Why does a wave pulse invert when it hits a fixed boundary on a string?

[Jimmy87]

Hi, please could someone explain why a wave pulse traveling down a rope inverts when it strikes a fixed boundary. Is it something to do with conservation of momentum?

 

[CWatters]

Scroll down..

http://www.acs.psu.edu/drussell/Demos/reflect/reflect.html

 

[GregoryS]

There are no any problems with conservation of momentum: if we consider a longitudinal wave, then a wave pulse will push a fixed boundary which pushes the Earth which changes slightly its orbit.

 

[Philip Wood]

At least two ways of understanding it...

(1) Assume (though we don't have to) that the wave is transverse and in the vertical plane, and that the pulse is an upward 'kink' in the rope. When the start of the kink reaches the wall it exerts an upward force on the wall. So what is the direction of the force that the wall exerts on the string (initiating the reflected wave)?

(2) What is the RESULTANT displacement of the string at the wall due to the incident and reflected waves?

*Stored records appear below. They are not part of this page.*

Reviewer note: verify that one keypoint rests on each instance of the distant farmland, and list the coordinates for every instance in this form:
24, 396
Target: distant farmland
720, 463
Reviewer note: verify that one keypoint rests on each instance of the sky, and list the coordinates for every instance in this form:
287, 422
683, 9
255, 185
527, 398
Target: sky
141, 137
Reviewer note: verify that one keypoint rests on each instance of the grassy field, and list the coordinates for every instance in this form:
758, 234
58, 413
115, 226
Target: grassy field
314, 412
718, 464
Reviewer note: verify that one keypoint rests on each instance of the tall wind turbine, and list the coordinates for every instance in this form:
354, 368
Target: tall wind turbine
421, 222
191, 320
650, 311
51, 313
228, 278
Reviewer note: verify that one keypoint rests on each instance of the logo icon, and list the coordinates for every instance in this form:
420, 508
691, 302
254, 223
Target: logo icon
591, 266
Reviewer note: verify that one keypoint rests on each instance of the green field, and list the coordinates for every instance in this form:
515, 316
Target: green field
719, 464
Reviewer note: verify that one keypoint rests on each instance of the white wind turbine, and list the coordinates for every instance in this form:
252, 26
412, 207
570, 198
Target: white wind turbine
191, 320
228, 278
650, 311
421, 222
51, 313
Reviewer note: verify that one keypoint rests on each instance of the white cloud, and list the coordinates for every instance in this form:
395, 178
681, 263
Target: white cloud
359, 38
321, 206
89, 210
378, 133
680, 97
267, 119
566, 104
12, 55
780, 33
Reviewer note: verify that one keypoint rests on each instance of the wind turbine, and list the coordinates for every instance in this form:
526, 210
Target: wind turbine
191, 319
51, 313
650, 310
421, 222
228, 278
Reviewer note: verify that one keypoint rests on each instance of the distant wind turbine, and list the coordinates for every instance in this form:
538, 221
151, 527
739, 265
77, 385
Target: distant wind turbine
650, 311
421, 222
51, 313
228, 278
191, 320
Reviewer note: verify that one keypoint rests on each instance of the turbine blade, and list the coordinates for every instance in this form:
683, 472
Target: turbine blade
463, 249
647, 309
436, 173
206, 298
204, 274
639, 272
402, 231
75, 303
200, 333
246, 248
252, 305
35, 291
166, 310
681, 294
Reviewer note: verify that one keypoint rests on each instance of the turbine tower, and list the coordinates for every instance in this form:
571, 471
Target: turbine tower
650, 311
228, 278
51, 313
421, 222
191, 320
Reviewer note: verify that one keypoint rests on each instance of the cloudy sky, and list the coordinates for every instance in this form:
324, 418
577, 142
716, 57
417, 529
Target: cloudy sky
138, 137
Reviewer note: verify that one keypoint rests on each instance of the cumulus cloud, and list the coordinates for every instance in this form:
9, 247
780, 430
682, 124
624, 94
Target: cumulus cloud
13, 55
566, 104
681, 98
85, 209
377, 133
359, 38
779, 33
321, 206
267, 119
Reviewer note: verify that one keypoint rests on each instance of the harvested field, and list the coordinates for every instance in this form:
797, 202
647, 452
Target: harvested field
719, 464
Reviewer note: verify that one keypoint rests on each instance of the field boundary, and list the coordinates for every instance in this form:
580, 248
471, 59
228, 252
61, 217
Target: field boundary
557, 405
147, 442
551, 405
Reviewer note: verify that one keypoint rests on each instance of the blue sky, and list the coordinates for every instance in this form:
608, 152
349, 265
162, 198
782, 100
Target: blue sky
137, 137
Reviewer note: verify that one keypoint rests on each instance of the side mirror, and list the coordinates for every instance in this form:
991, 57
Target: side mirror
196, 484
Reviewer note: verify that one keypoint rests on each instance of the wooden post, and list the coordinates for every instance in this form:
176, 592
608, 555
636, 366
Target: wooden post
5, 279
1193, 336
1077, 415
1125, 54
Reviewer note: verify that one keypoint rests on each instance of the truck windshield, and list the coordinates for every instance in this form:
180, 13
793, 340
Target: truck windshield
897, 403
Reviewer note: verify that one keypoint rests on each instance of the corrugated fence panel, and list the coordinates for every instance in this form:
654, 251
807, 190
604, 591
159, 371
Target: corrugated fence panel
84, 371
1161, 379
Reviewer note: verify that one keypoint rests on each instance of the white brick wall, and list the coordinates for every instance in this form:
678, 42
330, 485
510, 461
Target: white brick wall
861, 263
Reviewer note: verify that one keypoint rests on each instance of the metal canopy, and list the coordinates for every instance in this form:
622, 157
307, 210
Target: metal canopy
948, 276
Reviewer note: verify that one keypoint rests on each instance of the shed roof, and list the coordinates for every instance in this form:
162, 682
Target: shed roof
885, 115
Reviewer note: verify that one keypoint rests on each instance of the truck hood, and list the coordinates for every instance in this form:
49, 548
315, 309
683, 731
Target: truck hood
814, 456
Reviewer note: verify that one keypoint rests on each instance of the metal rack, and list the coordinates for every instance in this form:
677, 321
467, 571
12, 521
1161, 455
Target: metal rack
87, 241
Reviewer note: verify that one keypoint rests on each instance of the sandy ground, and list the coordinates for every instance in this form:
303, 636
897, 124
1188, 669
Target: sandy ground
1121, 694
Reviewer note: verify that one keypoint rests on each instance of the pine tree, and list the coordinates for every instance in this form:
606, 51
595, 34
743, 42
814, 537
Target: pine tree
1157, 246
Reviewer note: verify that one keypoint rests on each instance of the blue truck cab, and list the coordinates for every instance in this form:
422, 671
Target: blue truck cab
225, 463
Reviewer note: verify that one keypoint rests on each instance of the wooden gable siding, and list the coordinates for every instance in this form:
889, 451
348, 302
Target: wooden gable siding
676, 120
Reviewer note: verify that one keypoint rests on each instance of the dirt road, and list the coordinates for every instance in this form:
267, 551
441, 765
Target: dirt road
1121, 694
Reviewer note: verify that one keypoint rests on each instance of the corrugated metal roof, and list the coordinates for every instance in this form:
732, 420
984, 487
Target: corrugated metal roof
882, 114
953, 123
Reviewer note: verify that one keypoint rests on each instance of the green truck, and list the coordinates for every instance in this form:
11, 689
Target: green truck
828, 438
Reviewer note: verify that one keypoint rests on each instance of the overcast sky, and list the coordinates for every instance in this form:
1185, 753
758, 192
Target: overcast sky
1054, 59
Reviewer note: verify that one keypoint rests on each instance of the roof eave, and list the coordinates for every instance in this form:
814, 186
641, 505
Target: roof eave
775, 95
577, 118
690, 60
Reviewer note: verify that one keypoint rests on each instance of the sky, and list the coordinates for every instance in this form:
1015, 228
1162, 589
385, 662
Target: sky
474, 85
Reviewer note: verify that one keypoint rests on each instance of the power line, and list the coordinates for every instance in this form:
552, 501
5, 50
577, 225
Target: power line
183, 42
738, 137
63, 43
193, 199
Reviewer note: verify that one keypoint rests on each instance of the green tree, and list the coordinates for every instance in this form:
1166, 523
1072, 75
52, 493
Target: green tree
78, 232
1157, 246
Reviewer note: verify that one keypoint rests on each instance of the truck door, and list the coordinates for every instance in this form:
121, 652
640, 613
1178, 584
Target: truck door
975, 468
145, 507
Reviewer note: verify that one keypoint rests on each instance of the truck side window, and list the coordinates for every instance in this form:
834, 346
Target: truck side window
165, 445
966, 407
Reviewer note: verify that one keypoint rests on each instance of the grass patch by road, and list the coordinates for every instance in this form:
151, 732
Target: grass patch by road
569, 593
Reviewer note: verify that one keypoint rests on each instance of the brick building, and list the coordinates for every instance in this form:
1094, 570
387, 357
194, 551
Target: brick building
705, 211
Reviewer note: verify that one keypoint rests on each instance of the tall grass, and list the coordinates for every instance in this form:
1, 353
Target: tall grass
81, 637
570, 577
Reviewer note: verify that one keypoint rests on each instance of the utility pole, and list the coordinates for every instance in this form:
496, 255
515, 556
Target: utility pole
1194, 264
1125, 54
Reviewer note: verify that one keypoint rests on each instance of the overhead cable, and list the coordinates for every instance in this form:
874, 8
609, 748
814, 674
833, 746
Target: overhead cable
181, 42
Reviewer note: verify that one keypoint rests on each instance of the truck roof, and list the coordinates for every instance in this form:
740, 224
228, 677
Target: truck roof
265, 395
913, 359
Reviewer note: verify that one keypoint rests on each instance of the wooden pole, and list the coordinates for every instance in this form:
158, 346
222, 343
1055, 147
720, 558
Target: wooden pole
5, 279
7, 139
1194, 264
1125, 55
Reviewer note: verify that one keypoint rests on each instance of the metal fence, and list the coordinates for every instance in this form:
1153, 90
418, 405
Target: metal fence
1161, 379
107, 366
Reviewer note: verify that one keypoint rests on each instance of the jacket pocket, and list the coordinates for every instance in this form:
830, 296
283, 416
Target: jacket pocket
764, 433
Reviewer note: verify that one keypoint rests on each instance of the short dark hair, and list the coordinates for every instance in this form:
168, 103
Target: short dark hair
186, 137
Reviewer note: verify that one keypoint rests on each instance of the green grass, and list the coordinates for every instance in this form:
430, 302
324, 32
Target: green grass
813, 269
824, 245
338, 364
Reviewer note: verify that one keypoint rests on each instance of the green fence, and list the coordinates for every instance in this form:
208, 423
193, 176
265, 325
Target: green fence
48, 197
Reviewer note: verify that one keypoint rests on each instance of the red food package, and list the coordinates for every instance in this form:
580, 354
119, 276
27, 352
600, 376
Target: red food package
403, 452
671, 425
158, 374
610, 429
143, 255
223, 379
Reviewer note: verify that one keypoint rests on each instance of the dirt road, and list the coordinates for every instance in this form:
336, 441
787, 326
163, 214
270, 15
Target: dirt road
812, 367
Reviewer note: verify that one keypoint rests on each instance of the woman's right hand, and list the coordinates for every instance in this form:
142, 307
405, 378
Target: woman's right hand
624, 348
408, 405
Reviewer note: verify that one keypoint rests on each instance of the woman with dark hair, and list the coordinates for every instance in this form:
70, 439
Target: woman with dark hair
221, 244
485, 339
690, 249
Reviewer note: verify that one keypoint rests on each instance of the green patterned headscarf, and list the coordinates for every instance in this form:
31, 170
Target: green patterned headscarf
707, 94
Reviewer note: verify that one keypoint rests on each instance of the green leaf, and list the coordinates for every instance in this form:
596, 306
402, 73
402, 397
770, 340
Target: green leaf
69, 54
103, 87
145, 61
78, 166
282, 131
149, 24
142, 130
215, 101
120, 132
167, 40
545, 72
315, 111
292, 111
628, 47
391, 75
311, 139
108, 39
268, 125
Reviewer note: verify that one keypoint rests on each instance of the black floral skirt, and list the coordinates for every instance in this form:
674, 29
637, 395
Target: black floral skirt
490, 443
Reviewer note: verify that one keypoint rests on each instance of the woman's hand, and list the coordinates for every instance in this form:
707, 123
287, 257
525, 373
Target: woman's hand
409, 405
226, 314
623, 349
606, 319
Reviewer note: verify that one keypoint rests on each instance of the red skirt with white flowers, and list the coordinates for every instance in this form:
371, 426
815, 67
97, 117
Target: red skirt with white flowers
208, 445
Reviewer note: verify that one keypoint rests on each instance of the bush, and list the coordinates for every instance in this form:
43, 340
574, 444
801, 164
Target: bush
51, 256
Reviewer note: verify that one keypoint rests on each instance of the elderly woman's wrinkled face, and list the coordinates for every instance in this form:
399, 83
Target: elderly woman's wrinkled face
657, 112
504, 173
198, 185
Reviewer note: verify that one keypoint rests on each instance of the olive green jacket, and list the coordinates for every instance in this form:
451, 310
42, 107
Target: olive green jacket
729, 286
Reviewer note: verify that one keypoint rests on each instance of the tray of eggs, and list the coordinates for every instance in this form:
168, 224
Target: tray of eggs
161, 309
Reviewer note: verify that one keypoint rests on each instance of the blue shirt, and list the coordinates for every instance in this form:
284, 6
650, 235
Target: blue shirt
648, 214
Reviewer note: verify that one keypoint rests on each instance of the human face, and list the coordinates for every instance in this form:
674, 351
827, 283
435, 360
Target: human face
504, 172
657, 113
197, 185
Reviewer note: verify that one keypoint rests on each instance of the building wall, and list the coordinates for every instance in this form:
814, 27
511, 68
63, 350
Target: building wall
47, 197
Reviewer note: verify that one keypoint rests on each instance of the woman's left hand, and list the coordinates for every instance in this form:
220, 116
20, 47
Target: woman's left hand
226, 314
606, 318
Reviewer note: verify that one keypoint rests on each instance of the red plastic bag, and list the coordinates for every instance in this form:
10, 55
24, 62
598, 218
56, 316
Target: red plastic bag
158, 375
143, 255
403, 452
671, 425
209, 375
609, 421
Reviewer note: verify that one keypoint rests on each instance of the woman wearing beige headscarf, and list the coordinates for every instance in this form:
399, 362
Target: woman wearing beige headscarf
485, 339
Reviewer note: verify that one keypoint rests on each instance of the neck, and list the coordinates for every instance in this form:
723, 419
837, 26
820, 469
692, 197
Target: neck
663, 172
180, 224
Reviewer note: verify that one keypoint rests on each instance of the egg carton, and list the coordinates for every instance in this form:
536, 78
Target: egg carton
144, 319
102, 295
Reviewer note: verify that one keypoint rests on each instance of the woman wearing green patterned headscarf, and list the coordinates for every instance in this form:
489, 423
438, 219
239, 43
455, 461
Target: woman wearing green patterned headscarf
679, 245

What therefore must be the direction of the reflected wave at the wall?

 

[PJC01]

Yes, the inversion of a wave pulse when it hits a fixed boundary on a string is related to the principle of conservation of momentum. When a wave pulse travels down a string, it carries a certain amount of momentum with it. This momentum is transferred to the string as the wave pulse moves along it.

When the wave pulse reaches a fixed boundary, it is unable to continue moving in the same direction. This is because the string is fixed and cannot move. As a result, the wave pulse is reflected back in the opposite direction. In order for this to happen, the momentum of the wave pulse must be conserved. This means that the total momentum before and after the reflection must be equal.

In order for the total momentum to remain the same, the reflected wave pulse must have the same magnitude of momentum as the original wave pulse, but in the opposite direction. This results in the inversion of the wave pulse as it reflects off the fixed boundary.

In summary, the inversion of a wave pulse when it hits a fixed boundary is a result of the conservation of momentum. This principle ensures that the total momentum remains the same before and after the reflection, resulting in the wave pulse being reflected back in the opposite direction.